The feeling at Ferrari on the Luca Badoer issue was very much one of: "Yes, it was as bad as it looked, but it was a big ask and he's going to be better in Belgium."
The full post-race interview with Rob Smedley, who is engineering Luca while Felipe Massa is injured, gave some more insight into how big a task Badoer had in front of him.
Evidently the Ferrari F60 is a very complicated car to operate. There are many buttons and dials to turn and twist: Kers harvest and usage settings, brake balance and bias levers, fuel and oil pumps, front flap adjusts and the usual revs, throttle and mixture settings.
These demand a lot of spare capacity to think about all these control systems while driving the car on the limit at the same time, and there is also a complicated procedure to follow when a Ferrari driver comes into the pits.
There was a lot of sympathy within Ferrari for Badoer, but one gets the feeling they accept he's not world-class. And the feeling in the paddock was that unless he scores points in Spa, he won't be driving car number three much longer.
I went down to position 20 to sample the atmosphere around the car on the grid. Badoer must have found it quite familiar, given he was used to qualifying down there when he was at Scuderia Italia, Forti Corse and Minardi.
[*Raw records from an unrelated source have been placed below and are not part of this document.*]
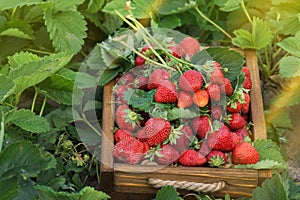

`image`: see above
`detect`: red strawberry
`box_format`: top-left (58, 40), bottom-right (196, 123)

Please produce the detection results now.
top-left (206, 83), bottom-right (221, 102)
top-left (154, 144), bottom-right (181, 165)
top-left (148, 69), bottom-right (170, 89)
top-left (243, 77), bottom-right (252, 90)
top-left (192, 116), bottom-right (211, 139)
top-left (207, 124), bottom-right (235, 151)
top-left (113, 137), bottom-right (145, 164)
top-left (235, 127), bottom-right (250, 140)
top-left (114, 129), bottom-right (133, 143)
top-left (179, 149), bottom-right (207, 166)
top-left (227, 113), bottom-right (247, 130)
top-left (179, 70), bottom-right (204, 92)
top-left (136, 118), bottom-right (171, 146)
top-left (241, 92), bottom-right (250, 114)
top-left (171, 125), bottom-right (193, 153)
top-left (180, 37), bottom-right (200, 57)
top-left (232, 142), bottom-right (260, 164)
top-left (169, 45), bottom-right (185, 58)
top-left (226, 101), bottom-right (242, 113)
top-left (210, 105), bottom-right (223, 120)
top-left (241, 66), bottom-right (250, 78)
top-left (207, 150), bottom-right (227, 167)
top-left (137, 75), bottom-right (149, 91)
top-left (177, 91), bottom-right (193, 108)
top-left (154, 81), bottom-right (178, 103)
top-left (210, 68), bottom-right (224, 84)
top-left (192, 90), bottom-right (209, 107)
top-left (118, 72), bottom-right (135, 87)
top-left (115, 105), bottom-right (143, 131)
top-left (199, 141), bottom-right (212, 156)
top-left (135, 56), bottom-right (145, 67)
top-left (222, 78), bottom-right (233, 96)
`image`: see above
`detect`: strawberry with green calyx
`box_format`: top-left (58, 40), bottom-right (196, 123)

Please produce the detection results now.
top-left (154, 144), bottom-right (181, 165)
top-left (206, 83), bottom-right (221, 102)
top-left (148, 68), bottom-right (170, 89)
top-left (115, 105), bottom-right (143, 131)
top-left (114, 129), bottom-right (133, 143)
top-left (167, 125), bottom-right (194, 153)
top-left (179, 70), bottom-right (204, 92)
top-left (232, 142), bottom-right (260, 165)
top-left (113, 137), bottom-right (145, 164)
top-left (177, 91), bottom-right (193, 108)
top-left (207, 150), bottom-right (227, 167)
top-left (226, 89), bottom-right (246, 113)
top-left (179, 149), bottom-right (207, 166)
top-left (154, 80), bottom-right (178, 103)
top-left (192, 89), bottom-right (209, 107)
top-left (226, 112), bottom-right (247, 130)
top-left (136, 118), bottom-right (171, 146)
top-left (192, 115), bottom-right (212, 139)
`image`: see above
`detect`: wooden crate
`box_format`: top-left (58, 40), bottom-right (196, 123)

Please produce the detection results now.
top-left (100, 49), bottom-right (272, 199)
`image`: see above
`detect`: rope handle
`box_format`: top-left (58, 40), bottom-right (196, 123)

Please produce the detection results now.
top-left (148, 178), bottom-right (226, 193)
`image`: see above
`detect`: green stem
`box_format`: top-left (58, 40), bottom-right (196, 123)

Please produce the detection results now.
top-left (257, 52), bottom-right (268, 80)
top-left (39, 96), bottom-right (47, 116)
top-left (10, 7), bottom-right (17, 20)
top-left (23, 48), bottom-right (52, 55)
top-left (194, 7), bottom-right (232, 40)
top-left (241, 0), bottom-right (253, 24)
top-left (31, 90), bottom-right (38, 112)
top-left (82, 113), bottom-right (102, 137)
top-left (264, 47), bottom-right (271, 76)
top-left (0, 111), bottom-right (4, 152)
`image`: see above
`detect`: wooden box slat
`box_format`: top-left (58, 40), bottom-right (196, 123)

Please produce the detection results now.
top-left (100, 49), bottom-right (272, 198)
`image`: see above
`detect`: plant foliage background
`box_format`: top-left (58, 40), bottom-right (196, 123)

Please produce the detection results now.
top-left (0, 0), bottom-right (300, 199)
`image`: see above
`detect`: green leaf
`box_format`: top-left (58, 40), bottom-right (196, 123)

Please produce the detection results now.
top-left (8, 51), bottom-right (40, 69)
top-left (232, 17), bottom-right (272, 49)
top-left (0, 141), bottom-right (56, 181)
top-left (0, 0), bottom-right (42, 10)
top-left (38, 74), bottom-right (82, 105)
top-left (102, 0), bottom-right (157, 19)
top-left (155, 186), bottom-right (182, 200)
top-left (35, 185), bottom-right (110, 200)
top-left (125, 89), bottom-right (156, 112)
top-left (0, 28), bottom-right (32, 39)
top-left (86, 0), bottom-right (105, 13)
top-left (45, 107), bottom-right (74, 129)
top-left (98, 68), bottom-right (124, 86)
top-left (252, 173), bottom-right (289, 200)
top-left (51, 0), bottom-right (85, 11)
top-left (0, 74), bottom-right (15, 102)
top-left (206, 47), bottom-right (245, 81)
top-left (8, 109), bottom-right (51, 133)
top-left (214, 0), bottom-right (242, 12)
top-left (167, 107), bottom-right (200, 121)
top-left (277, 32), bottom-right (300, 58)
top-left (14, 179), bottom-right (37, 200)
top-left (265, 109), bottom-right (292, 129)
top-left (279, 56), bottom-right (300, 78)
top-left (254, 139), bottom-right (285, 163)
top-left (44, 9), bottom-right (87, 53)
top-left (157, 0), bottom-right (196, 15)
top-left (0, 177), bottom-right (19, 200)
top-left (234, 159), bottom-right (287, 170)
top-left (152, 15), bottom-right (182, 29)
top-left (58, 68), bottom-right (97, 89)
top-left (8, 51), bottom-right (73, 93)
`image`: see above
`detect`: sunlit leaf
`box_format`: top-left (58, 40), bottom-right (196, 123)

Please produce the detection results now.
top-left (277, 32), bottom-right (300, 58)
top-left (0, 74), bottom-right (15, 102)
top-left (215, 0), bottom-right (242, 12)
top-left (0, 28), bottom-right (32, 39)
top-left (279, 56), bottom-right (300, 78)
top-left (0, 0), bottom-right (42, 11)
top-left (157, 0), bottom-right (196, 15)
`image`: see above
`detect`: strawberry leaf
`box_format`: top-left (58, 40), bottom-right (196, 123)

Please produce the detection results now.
top-left (252, 173), bottom-right (289, 200)
top-left (44, 9), bottom-right (87, 53)
top-left (167, 107), bottom-right (200, 121)
top-left (214, 0), bottom-right (242, 12)
top-left (277, 32), bottom-right (300, 58)
top-left (0, 74), bottom-right (15, 102)
top-left (124, 89), bottom-right (156, 112)
top-left (205, 47), bottom-right (245, 82)
top-left (0, 0), bottom-right (42, 11)
top-left (154, 186), bottom-right (183, 200)
top-left (157, 0), bottom-right (196, 15)
top-left (279, 56), bottom-right (300, 78)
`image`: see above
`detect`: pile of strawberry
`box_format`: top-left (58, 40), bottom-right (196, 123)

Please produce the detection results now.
top-left (112, 37), bottom-right (260, 167)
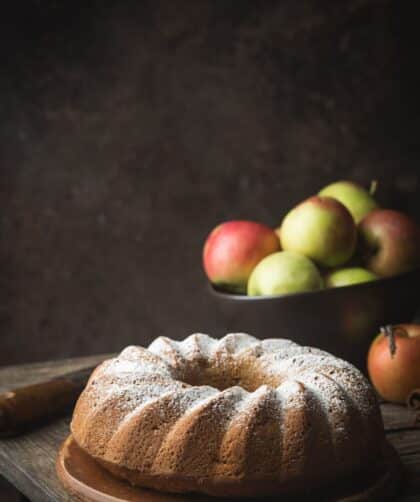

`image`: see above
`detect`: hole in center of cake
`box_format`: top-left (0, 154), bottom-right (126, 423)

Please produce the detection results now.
top-left (178, 363), bottom-right (281, 392)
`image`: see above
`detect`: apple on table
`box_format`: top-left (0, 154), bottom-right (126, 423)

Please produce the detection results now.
top-left (368, 324), bottom-right (420, 403)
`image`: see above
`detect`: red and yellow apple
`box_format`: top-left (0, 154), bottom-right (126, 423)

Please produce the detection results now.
top-left (203, 220), bottom-right (280, 293)
top-left (278, 196), bottom-right (357, 267)
top-left (319, 180), bottom-right (378, 223)
top-left (359, 209), bottom-right (420, 277)
top-left (367, 324), bottom-right (420, 403)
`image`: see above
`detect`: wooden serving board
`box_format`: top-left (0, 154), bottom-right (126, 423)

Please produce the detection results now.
top-left (57, 434), bottom-right (401, 502)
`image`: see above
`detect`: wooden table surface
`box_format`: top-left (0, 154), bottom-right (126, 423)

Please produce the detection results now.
top-left (0, 356), bottom-right (420, 502)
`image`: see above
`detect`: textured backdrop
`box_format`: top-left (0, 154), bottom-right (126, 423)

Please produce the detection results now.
top-left (1, 0), bottom-right (419, 366)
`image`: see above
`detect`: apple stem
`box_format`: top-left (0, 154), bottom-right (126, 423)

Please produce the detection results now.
top-left (381, 325), bottom-right (397, 359)
top-left (369, 179), bottom-right (378, 196)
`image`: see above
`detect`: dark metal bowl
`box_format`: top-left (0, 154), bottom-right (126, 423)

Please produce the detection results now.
top-left (208, 268), bottom-right (420, 371)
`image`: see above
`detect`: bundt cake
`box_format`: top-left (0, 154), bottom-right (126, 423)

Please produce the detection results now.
top-left (71, 333), bottom-right (386, 498)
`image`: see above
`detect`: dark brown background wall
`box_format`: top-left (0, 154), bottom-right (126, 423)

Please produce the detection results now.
top-left (1, 0), bottom-right (419, 366)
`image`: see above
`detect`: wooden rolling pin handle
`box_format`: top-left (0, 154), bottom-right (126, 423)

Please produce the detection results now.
top-left (0, 379), bottom-right (83, 437)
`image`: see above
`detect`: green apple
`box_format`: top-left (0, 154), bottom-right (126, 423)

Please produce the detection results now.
top-left (278, 196), bottom-right (356, 268)
top-left (247, 251), bottom-right (323, 296)
top-left (325, 267), bottom-right (378, 288)
top-left (319, 180), bottom-right (378, 223)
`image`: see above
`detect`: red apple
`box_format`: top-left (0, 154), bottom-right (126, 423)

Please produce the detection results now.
top-left (367, 324), bottom-right (420, 403)
top-left (203, 221), bottom-right (280, 293)
top-left (359, 209), bottom-right (420, 277)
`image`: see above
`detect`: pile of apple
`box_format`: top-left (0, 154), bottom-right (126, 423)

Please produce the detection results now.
top-left (203, 181), bottom-right (420, 296)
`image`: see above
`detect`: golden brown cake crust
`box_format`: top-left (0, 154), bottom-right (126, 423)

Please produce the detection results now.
top-left (71, 334), bottom-right (386, 498)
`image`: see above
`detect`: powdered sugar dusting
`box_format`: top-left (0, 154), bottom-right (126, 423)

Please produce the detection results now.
top-left (297, 371), bottom-right (345, 408)
top-left (213, 333), bottom-right (260, 354)
top-left (276, 379), bottom-right (306, 410)
top-left (177, 333), bottom-right (217, 360)
top-left (181, 386), bottom-right (250, 422)
top-left (104, 333), bottom-right (377, 422)
top-left (101, 346), bottom-right (173, 379)
top-left (264, 352), bottom-right (352, 376)
top-left (148, 337), bottom-right (183, 367)
top-left (261, 338), bottom-right (298, 352)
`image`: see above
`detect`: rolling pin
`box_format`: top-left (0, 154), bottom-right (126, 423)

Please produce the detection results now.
top-left (0, 366), bottom-right (95, 437)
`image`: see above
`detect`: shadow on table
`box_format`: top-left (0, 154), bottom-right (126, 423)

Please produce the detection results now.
top-left (0, 476), bottom-right (23, 501)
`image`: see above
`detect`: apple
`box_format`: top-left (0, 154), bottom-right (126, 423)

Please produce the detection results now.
top-left (367, 324), bottom-right (420, 403)
top-left (278, 196), bottom-right (356, 267)
top-left (358, 209), bottom-right (420, 277)
top-left (203, 221), bottom-right (280, 293)
top-left (325, 267), bottom-right (377, 288)
top-left (247, 251), bottom-right (323, 296)
top-left (319, 180), bottom-right (378, 223)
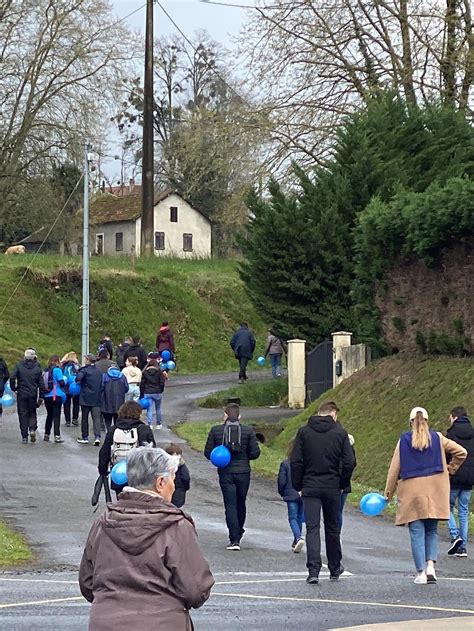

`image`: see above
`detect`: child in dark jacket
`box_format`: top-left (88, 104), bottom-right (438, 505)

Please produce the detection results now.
top-left (278, 439), bottom-right (305, 553)
top-left (166, 443), bottom-right (190, 508)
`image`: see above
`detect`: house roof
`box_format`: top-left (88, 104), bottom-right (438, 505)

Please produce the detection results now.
top-left (90, 189), bottom-right (210, 225)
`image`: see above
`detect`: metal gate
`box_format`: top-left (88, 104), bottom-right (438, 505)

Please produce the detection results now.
top-left (306, 340), bottom-right (334, 403)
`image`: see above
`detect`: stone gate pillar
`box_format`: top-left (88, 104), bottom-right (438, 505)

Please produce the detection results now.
top-left (288, 339), bottom-right (306, 409)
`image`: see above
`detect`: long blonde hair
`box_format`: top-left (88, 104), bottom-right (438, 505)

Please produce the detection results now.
top-left (61, 351), bottom-right (78, 364)
top-left (411, 412), bottom-right (431, 450)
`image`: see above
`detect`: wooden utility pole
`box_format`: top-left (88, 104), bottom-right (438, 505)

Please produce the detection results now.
top-left (141, 0), bottom-right (154, 256)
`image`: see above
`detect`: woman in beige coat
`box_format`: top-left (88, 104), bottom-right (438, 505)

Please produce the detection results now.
top-left (385, 406), bottom-right (466, 585)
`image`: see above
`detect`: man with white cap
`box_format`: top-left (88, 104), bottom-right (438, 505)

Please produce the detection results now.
top-left (10, 349), bottom-right (45, 444)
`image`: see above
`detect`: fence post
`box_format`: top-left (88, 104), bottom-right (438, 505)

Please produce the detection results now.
top-left (331, 331), bottom-right (353, 387)
top-left (288, 339), bottom-right (306, 409)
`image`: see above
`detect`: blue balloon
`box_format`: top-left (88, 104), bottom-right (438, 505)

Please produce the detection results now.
top-left (67, 375), bottom-right (76, 385)
top-left (210, 445), bottom-right (231, 468)
top-left (159, 362), bottom-right (167, 371)
top-left (161, 350), bottom-right (171, 362)
top-left (1, 392), bottom-right (15, 408)
top-left (139, 397), bottom-right (151, 409)
top-left (110, 460), bottom-right (128, 486)
top-left (4, 381), bottom-right (12, 393)
top-left (166, 360), bottom-right (176, 371)
top-left (69, 382), bottom-right (81, 396)
top-left (257, 356), bottom-right (265, 366)
top-left (360, 492), bottom-right (387, 517)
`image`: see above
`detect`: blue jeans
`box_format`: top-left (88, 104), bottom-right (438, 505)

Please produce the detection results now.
top-left (269, 354), bottom-right (282, 378)
top-left (287, 499), bottom-right (305, 541)
top-left (408, 519), bottom-right (438, 571)
top-left (145, 393), bottom-right (162, 425)
top-left (338, 491), bottom-right (349, 532)
top-left (125, 384), bottom-right (140, 402)
top-left (449, 489), bottom-right (471, 547)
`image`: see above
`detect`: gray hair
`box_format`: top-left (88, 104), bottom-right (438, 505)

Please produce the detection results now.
top-left (127, 447), bottom-right (180, 490)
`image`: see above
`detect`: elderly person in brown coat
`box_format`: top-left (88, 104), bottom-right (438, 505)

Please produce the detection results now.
top-left (385, 406), bottom-right (466, 585)
top-left (79, 447), bottom-right (214, 630)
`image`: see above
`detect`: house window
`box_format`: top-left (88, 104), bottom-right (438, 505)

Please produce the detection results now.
top-left (183, 233), bottom-right (193, 252)
top-left (96, 234), bottom-right (104, 255)
top-left (155, 231), bottom-right (165, 250)
top-left (170, 206), bottom-right (178, 222)
top-left (115, 232), bottom-right (123, 252)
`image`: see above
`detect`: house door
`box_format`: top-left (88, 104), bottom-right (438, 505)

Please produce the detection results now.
top-left (96, 234), bottom-right (104, 255)
top-left (305, 340), bottom-right (334, 403)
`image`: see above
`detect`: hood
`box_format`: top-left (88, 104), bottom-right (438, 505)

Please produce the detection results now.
top-left (21, 359), bottom-right (39, 370)
top-left (449, 417), bottom-right (474, 440)
top-left (308, 415), bottom-right (337, 433)
top-left (102, 491), bottom-right (188, 555)
top-left (145, 365), bottom-right (161, 374)
top-left (107, 367), bottom-right (123, 379)
top-left (128, 344), bottom-right (141, 352)
top-left (115, 418), bottom-right (145, 430)
top-left (159, 325), bottom-right (170, 333)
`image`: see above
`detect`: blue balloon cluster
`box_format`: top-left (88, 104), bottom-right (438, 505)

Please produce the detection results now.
top-left (210, 445), bottom-right (231, 468)
top-left (111, 460), bottom-right (128, 485)
top-left (360, 492), bottom-right (387, 517)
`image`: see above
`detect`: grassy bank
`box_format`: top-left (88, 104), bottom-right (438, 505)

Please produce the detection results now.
top-left (0, 255), bottom-right (267, 372)
top-left (0, 521), bottom-right (32, 568)
top-left (198, 378), bottom-right (288, 408)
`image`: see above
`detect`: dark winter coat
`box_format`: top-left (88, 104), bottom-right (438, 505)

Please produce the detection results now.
top-left (10, 359), bottom-right (45, 400)
top-left (76, 363), bottom-right (103, 407)
top-left (291, 415), bottom-right (355, 495)
top-left (0, 357), bottom-right (10, 396)
top-left (101, 368), bottom-right (129, 414)
top-left (230, 326), bottom-right (256, 360)
top-left (140, 364), bottom-right (166, 397)
top-left (204, 420), bottom-right (261, 474)
top-left (172, 462), bottom-right (191, 508)
top-left (446, 416), bottom-right (474, 490)
top-left (115, 343), bottom-right (130, 370)
top-left (277, 459), bottom-right (300, 501)
top-left (98, 418), bottom-right (155, 491)
top-left (79, 490), bottom-right (214, 631)
top-left (124, 343), bottom-right (148, 370)
top-left (156, 327), bottom-right (175, 353)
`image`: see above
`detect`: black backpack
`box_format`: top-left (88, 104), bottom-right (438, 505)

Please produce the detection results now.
top-left (223, 420), bottom-right (242, 454)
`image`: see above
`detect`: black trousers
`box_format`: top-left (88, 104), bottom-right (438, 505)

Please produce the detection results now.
top-left (81, 405), bottom-right (102, 439)
top-left (63, 393), bottom-right (80, 425)
top-left (44, 397), bottom-right (62, 437)
top-left (102, 412), bottom-right (118, 431)
top-left (17, 396), bottom-right (38, 438)
top-left (303, 491), bottom-right (342, 577)
top-left (238, 357), bottom-right (249, 380)
top-left (219, 472), bottom-right (251, 544)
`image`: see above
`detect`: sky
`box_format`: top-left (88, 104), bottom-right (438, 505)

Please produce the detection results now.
top-left (104, 0), bottom-right (250, 181)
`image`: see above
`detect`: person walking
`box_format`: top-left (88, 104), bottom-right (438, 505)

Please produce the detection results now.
top-left (61, 351), bottom-right (80, 427)
top-left (101, 366), bottom-right (129, 431)
top-left (204, 402), bottom-right (261, 550)
top-left (97, 334), bottom-right (113, 359)
top-left (10, 348), bottom-right (45, 444)
top-left (115, 337), bottom-right (132, 370)
top-left (155, 321), bottom-right (175, 358)
top-left (0, 354), bottom-right (10, 418)
top-left (446, 405), bottom-right (474, 558)
top-left (264, 328), bottom-right (286, 378)
top-left (230, 322), bottom-right (256, 384)
top-left (80, 447), bottom-right (214, 630)
top-left (76, 354), bottom-right (103, 446)
top-left (122, 357), bottom-right (142, 402)
top-left (98, 401), bottom-right (155, 498)
top-left (124, 335), bottom-right (148, 370)
top-left (95, 348), bottom-right (116, 374)
top-left (290, 401), bottom-right (355, 584)
top-left (385, 406), bottom-right (467, 584)
top-left (43, 355), bottom-right (66, 443)
top-left (140, 358), bottom-right (167, 429)
top-left (278, 439), bottom-right (305, 553)
top-left (166, 443), bottom-right (191, 508)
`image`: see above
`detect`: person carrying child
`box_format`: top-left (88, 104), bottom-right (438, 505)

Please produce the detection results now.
top-left (278, 439), bottom-right (305, 553)
top-left (165, 443), bottom-right (191, 508)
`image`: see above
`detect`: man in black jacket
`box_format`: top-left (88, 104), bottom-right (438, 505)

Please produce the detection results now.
top-left (124, 336), bottom-right (147, 370)
top-left (204, 403), bottom-right (261, 550)
top-left (10, 348), bottom-right (45, 444)
top-left (291, 401), bottom-right (355, 584)
top-left (76, 354), bottom-right (103, 446)
top-left (446, 405), bottom-right (474, 558)
top-left (230, 323), bottom-right (256, 384)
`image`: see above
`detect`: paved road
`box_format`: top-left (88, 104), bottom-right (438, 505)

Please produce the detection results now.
top-left (0, 372), bottom-right (472, 630)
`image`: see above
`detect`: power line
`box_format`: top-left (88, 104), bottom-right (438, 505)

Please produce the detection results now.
top-left (198, 0), bottom-right (299, 8)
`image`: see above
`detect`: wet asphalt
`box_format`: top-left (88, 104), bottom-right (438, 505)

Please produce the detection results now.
top-left (0, 370), bottom-right (472, 630)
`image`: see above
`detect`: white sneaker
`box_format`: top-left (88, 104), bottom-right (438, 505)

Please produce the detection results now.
top-left (293, 538), bottom-right (305, 553)
top-left (426, 566), bottom-right (437, 583)
top-left (414, 572), bottom-right (427, 584)
top-left (226, 543), bottom-right (241, 551)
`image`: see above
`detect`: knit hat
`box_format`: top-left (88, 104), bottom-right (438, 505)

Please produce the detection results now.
top-left (24, 348), bottom-right (37, 360)
top-left (409, 406), bottom-right (429, 421)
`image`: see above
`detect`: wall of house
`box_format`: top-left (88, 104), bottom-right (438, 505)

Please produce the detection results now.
top-left (90, 220), bottom-right (136, 256)
top-left (152, 193), bottom-right (211, 258)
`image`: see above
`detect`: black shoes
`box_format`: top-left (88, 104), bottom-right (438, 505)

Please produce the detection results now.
top-left (447, 537), bottom-right (463, 555)
top-left (330, 565), bottom-right (345, 580)
top-left (306, 575), bottom-right (319, 585)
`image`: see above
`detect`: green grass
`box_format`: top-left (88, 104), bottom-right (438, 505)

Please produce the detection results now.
top-left (198, 378), bottom-right (288, 408)
top-left (0, 521), bottom-right (32, 568)
top-left (0, 254), bottom-right (268, 372)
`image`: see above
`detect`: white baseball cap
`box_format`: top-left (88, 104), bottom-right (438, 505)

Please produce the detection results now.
top-left (409, 406), bottom-right (429, 421)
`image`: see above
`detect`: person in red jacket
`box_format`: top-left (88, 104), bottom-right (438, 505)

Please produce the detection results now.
top-left (155, 321), bottom-right (175, 358)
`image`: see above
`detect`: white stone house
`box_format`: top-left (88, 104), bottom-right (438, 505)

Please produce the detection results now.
top-left (89, 190), bottom-right (211, 257)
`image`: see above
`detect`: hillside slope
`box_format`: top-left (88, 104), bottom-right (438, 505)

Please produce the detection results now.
top-left (0, 255), bottom-right (267, 372)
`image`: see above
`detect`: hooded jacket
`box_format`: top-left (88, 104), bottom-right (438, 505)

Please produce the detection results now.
top-left (156, 326), bottom-right (175, 353)
top-left (446, 416), bottom-right (474, 490)
top-left (124, 343), bottom-right (148, 370)
top-left (204, 420), bottom-right (261, 474)
top-left (277, 459), bottom-right (300, 501)
top-left (76, 363), bottom-right (103, 407)
top-left (172, 460), bottom-right (191, 508)
top-left (10, 359), bottom-right (45, 399)
top-left (79, 490), bottom-right (214, 631)
top-left (140, 364), bottom-right (166, 397)
top-left (290, 415), bottom-right (355, 494)
top-left (101, 368), bottom-right (129, 414)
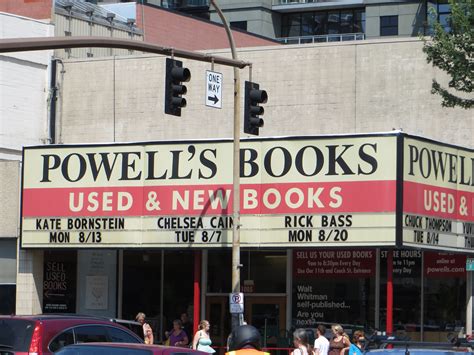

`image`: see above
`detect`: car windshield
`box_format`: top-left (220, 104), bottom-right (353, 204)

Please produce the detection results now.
top-left (0, 318), bottom-right (36, 351)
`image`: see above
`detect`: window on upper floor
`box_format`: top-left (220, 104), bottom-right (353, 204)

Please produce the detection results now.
top-left (281, 9), bottom-right (365, 38)
top-left (230, 21), bottom-right (248, 31)
top-left (427, 0), bottom-right (452, 32)
top-left (380, 15), bottom-right (398, 36)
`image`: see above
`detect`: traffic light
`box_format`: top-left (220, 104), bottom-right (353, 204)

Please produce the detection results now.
top-left (244, 81), bottom-right (268, 136)
top-left (164, 58), bottom-right (191, 116)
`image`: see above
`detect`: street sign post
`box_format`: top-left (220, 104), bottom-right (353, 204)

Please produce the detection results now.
top-left (229, 292), bottom-right (244, 314)
top-left (206, 70), bottom-right (223, 109)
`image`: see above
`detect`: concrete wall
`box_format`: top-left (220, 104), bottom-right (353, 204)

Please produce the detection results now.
top-left (0, 13), bottom-right (53, 315)
top-left (0, 161), bottom-right (20, 240)
top-left (57, 38), bottom-right (473, 149)
top-left (16, 250), bottom-right (44, 315)
top-left (364, 2), bottom-right (426, 38)
top-left (0, 12), bottom-right (54, 160)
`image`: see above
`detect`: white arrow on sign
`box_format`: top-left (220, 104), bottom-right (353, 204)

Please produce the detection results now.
top-left (205, 70), bottom-right (223, 109)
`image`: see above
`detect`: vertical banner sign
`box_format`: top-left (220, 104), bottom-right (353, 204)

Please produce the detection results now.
top-left (21, 134), bottom-right (399, 249)
top-left (403, 136), bottom-right (474, 252)
top-left (293, 249), bottom-right (375, 327)
top-left (43, 251), bottom-right (77, 313)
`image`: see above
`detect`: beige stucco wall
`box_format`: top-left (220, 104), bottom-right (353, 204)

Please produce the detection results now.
top-left (0, 161), bottom-right (20, 239)
top-left (58, 37), bottom-right (473, 148)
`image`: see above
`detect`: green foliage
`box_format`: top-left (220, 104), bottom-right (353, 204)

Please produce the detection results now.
top-left (422, 0), bottom-right (474, 109)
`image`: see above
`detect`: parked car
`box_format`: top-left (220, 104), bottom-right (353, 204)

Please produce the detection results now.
top-left (110, 318), bottom-right (145, 340)
top-left (0, 314), bottom-right (144, 355)
top-left (56, 343), bottom-right (207, 355)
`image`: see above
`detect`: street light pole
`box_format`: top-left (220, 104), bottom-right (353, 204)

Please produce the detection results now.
top-left (209, 0), bottom-right (242, 331)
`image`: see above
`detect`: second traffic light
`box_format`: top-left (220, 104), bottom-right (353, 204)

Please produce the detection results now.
top-left (244, 81), bottom-right (268, 136)
top-left (164, 58), bottom-right (191, 117)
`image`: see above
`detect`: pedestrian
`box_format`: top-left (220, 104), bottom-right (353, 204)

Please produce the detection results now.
top-left (136, 312), bottom-right (154, 345)
top-left (226, 324), bottom-right (269, 355)
top-left (292, 328), bottom-right (314, 355)
top-left (328, 325), bottom-right (350, 355)
top-left (165, 319), bottom-right (189, 347)
top-left (181, 312), bottom-right (193, 340)
top-left (314, 325), bottom-right (330, 355)
top-left (349, 330), bottom-right (365, 355)
top-left (192, 320), bottom-right (216, 353)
But the rest of the team could barely disguise their distaste for the back row. Michael Schumacher was there, too, ostensibly lending support and showing solidarity with Badoer, but with a look on his face that said: "I want to be somewhere else."
Sebastian Vettel revealed the interesting cause of his refuelling problem: The rig suffered pressure failure within the fuel cell.
Since the fuel is delivered into the car at 12 litres per second, it needs to be pumped first into a big cylinder right in the middle of the rig. This cylinder is then pressurised with inert gas, and is 'primed', ready to pump fuel in.
But this last stage failed on the first rig, so only a small amount of fuel that was in the hose went into the car.
Formula 1 TV did a video about how the whole process works, coincidentally with Red Bull Racing, if you'd like to know more.
With the likelihood of Williams splitting with engine supplier Toyota next season, Kazuki Nakajima's time at the team may be drawing to a close.
Williams is effectively a one-car operation at the moment, with Nico Rosberg scoring all 29 and a half points as the English team try to overtake Toyota for fifth place in the constructors' championship.
I asked Kazuki on Thursday what his main problem was in the races, and he said that he was losing too much time in traffic. I couldn't pin down whether he meant he lost time letting other people through or lapping slower cars.
He seemed confident of scoring points soon. Williams desperately need him to.
As far as Williams's drivers for next year, Robert Kubica's name seems to be in the frame, alongside their German test driver, Nico Hulkenberg.
One might think Kubica would fit better as a star name to lead the Renault team, and he admitted to me on Thursday that they are on the list for consideration, but Williams may be a straightforward, no-nonsense option for the like-minded Pole.
And as every other team trims its budget to the levels Williams have been operating on for some years, Williams's ability to produce more bang for their buck should see them move steadily up the grid.